But he can row and talk on a cell phone at the same time -- and even chew gum once in a while if the river is calm and the fish aren't biting.
Rees, 37, is hooked on high tech.
The Portland native is the mastermind and traffic controller behind The Guides Forecast, a Web-based Internet fishing forecast that also has a version published each Thursday in The Oregonian.
Every Sunday evening, Rees sends out e-mails to each participant in his stable of 19 other fishing guides, anglers and trusted sources around the Pacific Northwest.
He said he typically gets half or fewer of them to respond.
"Sometimes I have to call them on the phone," he said. "A lot of guys don't type, so I just call them up. They're much happier to do it by telephone."

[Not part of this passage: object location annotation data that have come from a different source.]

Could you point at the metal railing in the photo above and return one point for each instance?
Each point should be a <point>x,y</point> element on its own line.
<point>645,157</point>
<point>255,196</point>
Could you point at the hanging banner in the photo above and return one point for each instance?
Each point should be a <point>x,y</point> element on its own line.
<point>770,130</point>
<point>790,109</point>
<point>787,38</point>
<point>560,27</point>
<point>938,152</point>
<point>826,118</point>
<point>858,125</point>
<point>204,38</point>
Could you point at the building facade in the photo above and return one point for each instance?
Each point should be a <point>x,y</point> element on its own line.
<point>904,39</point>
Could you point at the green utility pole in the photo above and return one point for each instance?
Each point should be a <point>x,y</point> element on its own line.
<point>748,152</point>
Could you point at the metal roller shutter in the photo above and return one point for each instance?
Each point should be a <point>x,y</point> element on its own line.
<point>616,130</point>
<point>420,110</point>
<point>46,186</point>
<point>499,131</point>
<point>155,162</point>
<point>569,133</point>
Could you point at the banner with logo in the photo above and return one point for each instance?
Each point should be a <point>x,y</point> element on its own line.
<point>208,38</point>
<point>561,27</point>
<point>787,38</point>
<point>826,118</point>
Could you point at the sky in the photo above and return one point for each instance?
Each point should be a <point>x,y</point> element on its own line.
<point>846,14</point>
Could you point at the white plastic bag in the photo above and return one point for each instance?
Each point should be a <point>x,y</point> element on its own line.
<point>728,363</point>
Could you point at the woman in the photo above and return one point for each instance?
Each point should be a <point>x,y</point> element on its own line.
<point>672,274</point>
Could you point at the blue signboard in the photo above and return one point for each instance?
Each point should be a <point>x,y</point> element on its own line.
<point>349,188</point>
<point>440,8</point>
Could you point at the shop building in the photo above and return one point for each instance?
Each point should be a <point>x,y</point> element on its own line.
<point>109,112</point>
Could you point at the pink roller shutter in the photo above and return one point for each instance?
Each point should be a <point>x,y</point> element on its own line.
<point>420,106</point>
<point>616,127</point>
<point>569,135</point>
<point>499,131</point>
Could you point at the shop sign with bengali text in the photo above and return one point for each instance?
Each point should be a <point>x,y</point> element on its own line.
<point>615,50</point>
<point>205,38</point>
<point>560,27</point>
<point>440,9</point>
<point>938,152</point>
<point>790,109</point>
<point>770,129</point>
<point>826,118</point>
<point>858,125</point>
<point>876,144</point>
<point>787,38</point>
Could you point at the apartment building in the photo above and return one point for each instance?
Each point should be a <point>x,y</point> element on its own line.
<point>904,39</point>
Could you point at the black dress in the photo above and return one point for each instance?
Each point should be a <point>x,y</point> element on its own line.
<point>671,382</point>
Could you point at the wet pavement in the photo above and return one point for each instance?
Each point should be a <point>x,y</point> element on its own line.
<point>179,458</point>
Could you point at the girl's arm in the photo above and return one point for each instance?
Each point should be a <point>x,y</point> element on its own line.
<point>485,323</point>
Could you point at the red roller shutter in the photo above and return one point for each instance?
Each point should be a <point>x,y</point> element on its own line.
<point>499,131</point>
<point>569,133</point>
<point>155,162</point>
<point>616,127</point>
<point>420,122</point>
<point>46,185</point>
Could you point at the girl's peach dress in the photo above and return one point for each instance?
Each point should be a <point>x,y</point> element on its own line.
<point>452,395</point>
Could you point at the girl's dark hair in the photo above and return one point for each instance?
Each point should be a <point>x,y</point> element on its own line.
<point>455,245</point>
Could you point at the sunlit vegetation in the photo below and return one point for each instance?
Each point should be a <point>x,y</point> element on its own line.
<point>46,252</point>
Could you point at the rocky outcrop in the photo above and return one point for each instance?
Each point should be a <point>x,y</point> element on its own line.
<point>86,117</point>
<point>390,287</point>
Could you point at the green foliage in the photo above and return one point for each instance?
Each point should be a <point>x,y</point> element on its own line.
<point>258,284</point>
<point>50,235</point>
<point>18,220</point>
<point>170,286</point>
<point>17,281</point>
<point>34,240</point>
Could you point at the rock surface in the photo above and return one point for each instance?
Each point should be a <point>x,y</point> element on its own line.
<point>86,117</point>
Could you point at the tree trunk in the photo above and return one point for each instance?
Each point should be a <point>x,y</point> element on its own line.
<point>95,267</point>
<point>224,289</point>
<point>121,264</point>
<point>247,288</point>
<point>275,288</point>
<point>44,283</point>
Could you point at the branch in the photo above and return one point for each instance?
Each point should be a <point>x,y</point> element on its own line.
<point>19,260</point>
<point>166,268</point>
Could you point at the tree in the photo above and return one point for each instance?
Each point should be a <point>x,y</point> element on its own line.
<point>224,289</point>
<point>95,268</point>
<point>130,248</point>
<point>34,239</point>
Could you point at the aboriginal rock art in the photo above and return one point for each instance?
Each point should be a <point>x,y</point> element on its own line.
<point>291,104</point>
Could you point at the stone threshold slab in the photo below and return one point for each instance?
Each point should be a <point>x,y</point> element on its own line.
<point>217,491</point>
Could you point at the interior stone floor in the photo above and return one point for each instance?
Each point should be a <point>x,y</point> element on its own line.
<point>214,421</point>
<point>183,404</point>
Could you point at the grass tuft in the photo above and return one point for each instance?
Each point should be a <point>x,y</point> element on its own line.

Rees is revising his own free short version as late as Wednesday night for the Web site and expanding on details -- specific catches, how-to, tidal information, best-baits and lures, etc. -- for an expanded version sold to 4,000 paid subscribers. It's on the site by Thursday morning.
Rees contracts for help from another angler, Michael Teague of Tualatin, an outdoor writer and property manager, who helps gather information and write reports.
The Internet connects him closely with a third partner, his brother, Doug Rees, a technology guru and health-care administrator in Olympia, Wash.
They started the service eight years ago, but Doug Rees doesn't fish as often as he did then.
"We put it together and Doug makes it all happen on the Web site," Bob Rees said.
Rees sells both his long forecast subscriptions and a series of how-to reports he's written, but said the income isn't much.
The anglers and guides aren't paid to contribute their information. The guides get exposure and, sometimes, overflow bookings from each other and Rees. His friends simply contribute for free.
"Bob [Rees] is a good guy. I went to college with him," said Trygve Klepp, an Oregon State Police fish and wildlife trooper in Astoria who sometimes tells Bob about conditions and where the fish are biting ("But I never talk with him about cases," Klepp said).
[Believable? I don't know, what about you?]
Rees said many other guides ask to help out, but that it's hard to get some of them to stay committed to the weekly grind.
His hand-picked forecasters know better than to embellish local fishing with a glossy report when it's not good, Rees said.
"They have the integrity to realize that always putting out a good fishing report isn't the way to go," Rees said. "It can put pressure on them to produce results and that kind of backfires.
"Of course we don't always get the forecast section of our reports right, but our readers often share with us how we have helped them catch more fish."
And that, said Rees -- who also lobbies tirelessly for fish and their habitat -- can only be good for the future of fishing in troubled times.
"Hopefully, it turns more anglers into advocates," he said. "Armchair politicians are no longer cutting it."